I was actually curious how it would work on Windows and couldn't find a clear example online, so created a prototype that would work thru a page fault handler myself: https://github.com/aardappel/stackalloc/blob/master/stackalloc.cpp And yes, it works rather well.. it was able to reserve and access multiple 64GB memory blocks at no apparent cost.

Actually difference is that this code uses PAGE_GUARD (which requires commit) to catch new pages being accessed, and you are suggesting directly catching access to reserved-only pages. I can try and see if that works also.

As for wether 32-bit hardware platforms should support memory64:

aardappel commented 4 years ago

Ok, verified that committing without guard pages also works on Windows, which allows random access to the reserved address space.

So yes, this would allow an engine to use this for memory.grow, and allow that to grow to sizes significantly bigger than physical / page file memory at no cost. Upon exception, you can choose how much memory to commit beyond the page that was actually touched, so the cost of this incremental committing can be kept arbitrarily low too.

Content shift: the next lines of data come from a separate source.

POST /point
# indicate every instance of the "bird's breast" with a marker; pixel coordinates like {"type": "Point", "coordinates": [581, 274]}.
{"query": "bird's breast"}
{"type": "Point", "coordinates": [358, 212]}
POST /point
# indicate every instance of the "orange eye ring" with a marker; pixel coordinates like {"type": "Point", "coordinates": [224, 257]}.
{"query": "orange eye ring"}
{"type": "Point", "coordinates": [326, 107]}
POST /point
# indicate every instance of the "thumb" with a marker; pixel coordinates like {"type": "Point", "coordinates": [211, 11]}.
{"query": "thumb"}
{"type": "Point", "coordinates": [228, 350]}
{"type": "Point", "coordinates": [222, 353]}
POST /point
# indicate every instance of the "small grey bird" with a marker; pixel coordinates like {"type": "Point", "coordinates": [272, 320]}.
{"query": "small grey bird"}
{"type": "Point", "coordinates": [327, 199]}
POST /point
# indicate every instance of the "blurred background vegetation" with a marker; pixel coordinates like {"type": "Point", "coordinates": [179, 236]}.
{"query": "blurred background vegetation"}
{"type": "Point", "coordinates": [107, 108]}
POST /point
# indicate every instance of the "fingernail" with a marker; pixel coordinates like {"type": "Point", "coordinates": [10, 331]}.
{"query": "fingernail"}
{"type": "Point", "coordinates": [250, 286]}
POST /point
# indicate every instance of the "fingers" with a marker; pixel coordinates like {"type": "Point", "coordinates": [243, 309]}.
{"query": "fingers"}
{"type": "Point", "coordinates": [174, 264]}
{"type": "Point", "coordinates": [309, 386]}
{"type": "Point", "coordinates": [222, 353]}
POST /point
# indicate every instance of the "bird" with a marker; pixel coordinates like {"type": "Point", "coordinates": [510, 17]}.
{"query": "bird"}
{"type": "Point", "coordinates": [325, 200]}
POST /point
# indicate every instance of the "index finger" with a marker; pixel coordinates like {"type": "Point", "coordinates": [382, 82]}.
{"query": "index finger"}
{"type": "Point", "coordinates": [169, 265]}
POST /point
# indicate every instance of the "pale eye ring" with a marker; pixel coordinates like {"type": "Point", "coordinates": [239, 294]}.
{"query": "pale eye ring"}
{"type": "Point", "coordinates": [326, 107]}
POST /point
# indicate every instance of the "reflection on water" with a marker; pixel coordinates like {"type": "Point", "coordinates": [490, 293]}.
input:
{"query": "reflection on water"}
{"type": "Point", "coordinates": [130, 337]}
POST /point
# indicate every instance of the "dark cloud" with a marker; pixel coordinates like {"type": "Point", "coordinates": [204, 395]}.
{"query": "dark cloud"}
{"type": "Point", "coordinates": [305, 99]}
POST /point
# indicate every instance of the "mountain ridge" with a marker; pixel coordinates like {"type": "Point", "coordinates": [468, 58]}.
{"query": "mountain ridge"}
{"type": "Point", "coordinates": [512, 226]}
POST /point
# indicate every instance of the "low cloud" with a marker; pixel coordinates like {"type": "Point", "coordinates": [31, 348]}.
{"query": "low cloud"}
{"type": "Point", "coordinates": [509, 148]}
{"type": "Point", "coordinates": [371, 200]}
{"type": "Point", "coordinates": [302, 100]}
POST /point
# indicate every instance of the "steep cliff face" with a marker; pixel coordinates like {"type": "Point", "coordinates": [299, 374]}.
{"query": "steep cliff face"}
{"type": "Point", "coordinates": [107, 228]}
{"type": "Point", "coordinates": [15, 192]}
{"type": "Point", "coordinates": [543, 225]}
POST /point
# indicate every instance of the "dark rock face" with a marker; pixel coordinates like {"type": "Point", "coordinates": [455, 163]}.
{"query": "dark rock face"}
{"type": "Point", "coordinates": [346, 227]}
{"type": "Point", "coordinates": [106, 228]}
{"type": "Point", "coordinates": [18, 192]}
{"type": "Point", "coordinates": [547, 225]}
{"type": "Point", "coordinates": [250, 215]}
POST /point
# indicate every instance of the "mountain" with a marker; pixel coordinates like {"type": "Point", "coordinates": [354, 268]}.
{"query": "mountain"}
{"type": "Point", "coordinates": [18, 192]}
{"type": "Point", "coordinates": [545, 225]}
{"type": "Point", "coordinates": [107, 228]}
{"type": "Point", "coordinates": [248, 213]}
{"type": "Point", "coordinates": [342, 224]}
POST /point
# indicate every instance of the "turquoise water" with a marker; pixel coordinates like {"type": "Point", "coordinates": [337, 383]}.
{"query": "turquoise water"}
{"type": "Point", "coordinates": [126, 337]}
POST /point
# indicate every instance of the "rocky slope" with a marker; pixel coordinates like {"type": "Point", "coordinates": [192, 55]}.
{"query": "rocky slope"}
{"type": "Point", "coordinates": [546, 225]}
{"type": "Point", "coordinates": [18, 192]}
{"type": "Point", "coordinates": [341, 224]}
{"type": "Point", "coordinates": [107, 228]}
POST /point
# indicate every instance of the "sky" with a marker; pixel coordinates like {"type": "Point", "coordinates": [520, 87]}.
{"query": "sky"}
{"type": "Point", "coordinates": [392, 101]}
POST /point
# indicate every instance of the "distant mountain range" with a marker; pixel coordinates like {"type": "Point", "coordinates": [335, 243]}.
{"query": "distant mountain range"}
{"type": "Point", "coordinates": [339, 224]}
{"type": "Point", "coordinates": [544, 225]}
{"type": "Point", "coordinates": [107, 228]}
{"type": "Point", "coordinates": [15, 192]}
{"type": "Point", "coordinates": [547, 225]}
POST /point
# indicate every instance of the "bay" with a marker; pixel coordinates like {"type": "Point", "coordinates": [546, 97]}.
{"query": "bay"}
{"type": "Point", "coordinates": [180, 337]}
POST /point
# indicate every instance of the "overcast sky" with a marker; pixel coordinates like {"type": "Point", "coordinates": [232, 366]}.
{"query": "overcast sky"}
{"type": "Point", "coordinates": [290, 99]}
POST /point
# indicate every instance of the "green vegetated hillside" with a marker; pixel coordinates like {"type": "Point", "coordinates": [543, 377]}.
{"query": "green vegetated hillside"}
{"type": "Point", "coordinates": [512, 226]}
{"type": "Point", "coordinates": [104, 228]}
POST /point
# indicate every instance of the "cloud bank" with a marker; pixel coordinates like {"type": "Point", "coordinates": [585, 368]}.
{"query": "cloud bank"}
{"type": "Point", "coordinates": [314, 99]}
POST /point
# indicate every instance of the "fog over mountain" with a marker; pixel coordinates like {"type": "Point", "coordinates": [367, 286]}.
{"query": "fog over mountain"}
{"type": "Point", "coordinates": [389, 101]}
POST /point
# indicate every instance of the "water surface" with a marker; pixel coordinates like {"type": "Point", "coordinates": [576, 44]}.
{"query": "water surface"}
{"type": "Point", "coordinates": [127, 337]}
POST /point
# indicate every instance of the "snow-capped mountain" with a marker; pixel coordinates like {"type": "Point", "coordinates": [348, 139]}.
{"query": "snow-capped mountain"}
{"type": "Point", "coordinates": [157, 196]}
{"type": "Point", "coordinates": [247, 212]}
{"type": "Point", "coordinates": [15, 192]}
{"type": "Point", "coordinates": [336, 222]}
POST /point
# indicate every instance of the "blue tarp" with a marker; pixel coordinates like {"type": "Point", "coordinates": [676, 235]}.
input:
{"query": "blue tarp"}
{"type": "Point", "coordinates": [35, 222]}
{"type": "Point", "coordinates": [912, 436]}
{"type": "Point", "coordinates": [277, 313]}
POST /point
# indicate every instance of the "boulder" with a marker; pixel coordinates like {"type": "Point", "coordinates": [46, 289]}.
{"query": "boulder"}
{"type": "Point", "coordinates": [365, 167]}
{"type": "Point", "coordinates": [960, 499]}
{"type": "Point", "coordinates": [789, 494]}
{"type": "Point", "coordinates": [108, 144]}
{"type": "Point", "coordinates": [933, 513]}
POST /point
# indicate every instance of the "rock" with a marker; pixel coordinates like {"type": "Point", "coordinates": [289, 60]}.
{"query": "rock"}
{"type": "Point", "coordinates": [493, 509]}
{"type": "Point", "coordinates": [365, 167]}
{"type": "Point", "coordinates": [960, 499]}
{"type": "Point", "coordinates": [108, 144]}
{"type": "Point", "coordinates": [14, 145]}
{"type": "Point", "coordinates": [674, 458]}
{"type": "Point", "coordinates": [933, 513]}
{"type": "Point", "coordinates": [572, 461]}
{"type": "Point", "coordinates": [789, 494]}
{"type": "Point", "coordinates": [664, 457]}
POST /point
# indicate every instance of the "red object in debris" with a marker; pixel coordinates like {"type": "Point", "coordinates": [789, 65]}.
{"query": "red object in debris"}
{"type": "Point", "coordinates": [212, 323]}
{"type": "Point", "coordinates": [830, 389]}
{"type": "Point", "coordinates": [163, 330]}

binji commented 4 years ago

I wonder if the 2nd option (adding explicit memory.reserve) is better here. The problem I can see with the 1st option is that it means that loads/stores may trap, which can't currently. If we add memory.reserve, then we know that the user has opted in to this behavior.

aardappel commented 3 years ago

Just noting that this feature, if there is interest, is intended for post-MVP.

binji commented 3 years ago

Just noting that this feature, if there is interest, is intended for post-MVP.

(meta-comment: maybe create a "post-mvp" label, and add it for issues like these?)